The Rainbow - Page 64/493

Tom Brangwen never loved his own son as he loved his

stepchild Anna. When they told him it was a boy, he had a thrill

of pleasure. He liked the confirmation of fatherhood. It gave

him satisfaction to know he had a son. But he felt not very much

outgoing to the baby itself. He was its father, that was

enough.

He was glad that his wife was mother of his child. She was

serene, a little bit shadowy, as if she were transplanted. In

the birth of the child she seemed to lose connection with her

former self. She became now really English, really Mrs.

Brangwen. Her vitality, however, seemed lowered.

She was still, to Brangwen, immeasurably beautiful. She was

still passionate, with a flame of being. But the flame was not

robust and present. Her eyes shone, her face glowed for him, but

like some flower opened in the shade, that could not bear the

full light. She loved the baby.

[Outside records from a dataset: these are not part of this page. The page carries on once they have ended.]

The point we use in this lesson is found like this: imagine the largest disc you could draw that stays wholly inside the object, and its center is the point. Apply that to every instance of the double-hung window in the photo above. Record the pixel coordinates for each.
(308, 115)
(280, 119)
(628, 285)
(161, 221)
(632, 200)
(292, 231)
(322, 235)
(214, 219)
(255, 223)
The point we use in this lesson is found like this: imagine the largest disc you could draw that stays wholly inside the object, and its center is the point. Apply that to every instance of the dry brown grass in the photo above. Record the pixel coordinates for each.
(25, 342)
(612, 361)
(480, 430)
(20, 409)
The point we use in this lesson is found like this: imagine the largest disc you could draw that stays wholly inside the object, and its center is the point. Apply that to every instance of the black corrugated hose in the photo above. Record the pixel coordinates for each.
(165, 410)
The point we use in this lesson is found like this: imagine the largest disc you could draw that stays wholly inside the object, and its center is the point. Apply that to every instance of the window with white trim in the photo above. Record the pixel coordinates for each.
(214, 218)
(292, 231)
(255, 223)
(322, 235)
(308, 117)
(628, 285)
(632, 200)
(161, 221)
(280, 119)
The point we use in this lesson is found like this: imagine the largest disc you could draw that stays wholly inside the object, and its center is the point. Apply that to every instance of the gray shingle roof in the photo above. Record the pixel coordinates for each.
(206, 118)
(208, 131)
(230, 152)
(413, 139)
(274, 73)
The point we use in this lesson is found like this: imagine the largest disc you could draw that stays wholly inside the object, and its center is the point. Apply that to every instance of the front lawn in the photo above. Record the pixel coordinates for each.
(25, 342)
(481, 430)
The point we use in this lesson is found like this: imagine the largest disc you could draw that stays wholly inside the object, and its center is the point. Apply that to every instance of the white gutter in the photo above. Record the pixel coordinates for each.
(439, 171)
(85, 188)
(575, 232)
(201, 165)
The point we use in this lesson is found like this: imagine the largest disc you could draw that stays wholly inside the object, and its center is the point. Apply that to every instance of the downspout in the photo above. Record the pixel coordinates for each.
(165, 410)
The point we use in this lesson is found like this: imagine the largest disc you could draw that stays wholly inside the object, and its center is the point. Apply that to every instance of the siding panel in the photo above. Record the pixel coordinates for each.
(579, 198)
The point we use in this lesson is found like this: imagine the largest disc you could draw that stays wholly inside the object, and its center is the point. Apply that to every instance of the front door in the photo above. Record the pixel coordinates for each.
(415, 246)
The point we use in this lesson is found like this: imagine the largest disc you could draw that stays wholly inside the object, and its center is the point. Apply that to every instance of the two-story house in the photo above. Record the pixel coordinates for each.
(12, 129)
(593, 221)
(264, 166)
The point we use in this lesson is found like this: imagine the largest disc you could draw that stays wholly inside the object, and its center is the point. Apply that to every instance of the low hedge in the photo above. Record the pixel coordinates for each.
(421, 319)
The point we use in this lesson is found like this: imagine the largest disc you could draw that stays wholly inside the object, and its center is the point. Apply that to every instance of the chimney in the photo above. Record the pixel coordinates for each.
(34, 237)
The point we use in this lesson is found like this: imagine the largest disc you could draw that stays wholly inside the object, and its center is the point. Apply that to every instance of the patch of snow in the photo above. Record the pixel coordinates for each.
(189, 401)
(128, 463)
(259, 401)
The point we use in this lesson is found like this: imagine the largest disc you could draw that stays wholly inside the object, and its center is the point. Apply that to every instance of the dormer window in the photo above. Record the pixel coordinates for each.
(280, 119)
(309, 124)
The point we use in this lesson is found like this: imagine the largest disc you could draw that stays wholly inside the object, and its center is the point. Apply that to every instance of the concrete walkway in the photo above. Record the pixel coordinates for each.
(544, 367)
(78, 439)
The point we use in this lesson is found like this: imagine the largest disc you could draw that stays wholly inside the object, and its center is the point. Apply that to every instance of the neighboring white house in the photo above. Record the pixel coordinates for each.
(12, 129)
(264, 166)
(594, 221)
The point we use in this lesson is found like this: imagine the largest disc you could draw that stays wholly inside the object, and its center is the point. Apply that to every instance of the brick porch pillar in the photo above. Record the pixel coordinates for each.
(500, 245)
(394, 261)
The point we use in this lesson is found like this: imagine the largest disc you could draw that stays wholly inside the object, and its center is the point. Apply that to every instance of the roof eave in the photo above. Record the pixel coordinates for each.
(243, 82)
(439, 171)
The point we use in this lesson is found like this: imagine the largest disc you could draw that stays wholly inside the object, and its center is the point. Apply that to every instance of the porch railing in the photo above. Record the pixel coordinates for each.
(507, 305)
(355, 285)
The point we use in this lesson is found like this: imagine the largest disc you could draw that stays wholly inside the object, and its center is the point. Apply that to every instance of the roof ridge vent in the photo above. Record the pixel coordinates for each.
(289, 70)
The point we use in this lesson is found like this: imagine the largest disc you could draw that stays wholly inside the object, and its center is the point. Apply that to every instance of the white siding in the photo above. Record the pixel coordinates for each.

But even this, with a sort of

dimness, a faint absence about her, a shadowiness even in her

mother-love. When Brangwen saw her nursing his child, happy,

absorbed in it, a pain went over him like a thin flame. For he

perceived how he must subdue himself in his approach to her. And

he wanted again the robust, moral exchange of love and passion

such as he had had at first with her, at one time and another,

when they were matched at their highest intensity. This was the

one experience for him now. And he wanted it, always, with

remorseless craving.

She came to him again, with the same lifting of her mouth as

had driven him almost mad with trammelled passion at first. She

came to him again, and, his heart delirious in delight and

readiness, he took her. And it was almost as before.

Perhaps it was quite as before. At any rate, it made him know

perfection, it established in him a constant eternal

knowledge.

But it died down before he wanted it to die down. She was

finished, she could take no more. And he was not exhausted, he

wanted to go on. But it could not be.

So he had to begin the bitter lesson, to abate himself, to

take less than he wanted. For she was Woman to him, all other

women were her shadows. For she had satisfied him. And he wanted

it to go on. And it could not. However he raged, and, filled

with suppression that became hot and bitter, hated her in his

soul that she did not want him, however he had mad outbursts,

and drank and made ugly scenes, still he knew, he was only

kicking against the pricks. It was not, he had to learn, that

she would not want him enough, as much as he demanded that she

should want him. It was that she could not. She could only want

him in her own way, and to her own measure. And she had spent

much life before he found her as she was, the woman who could

take him and give him fulfilment. She had taken him and given

him fulfilment. She still could do so, in her own times and

ways. But he must control himself, measure himself to her.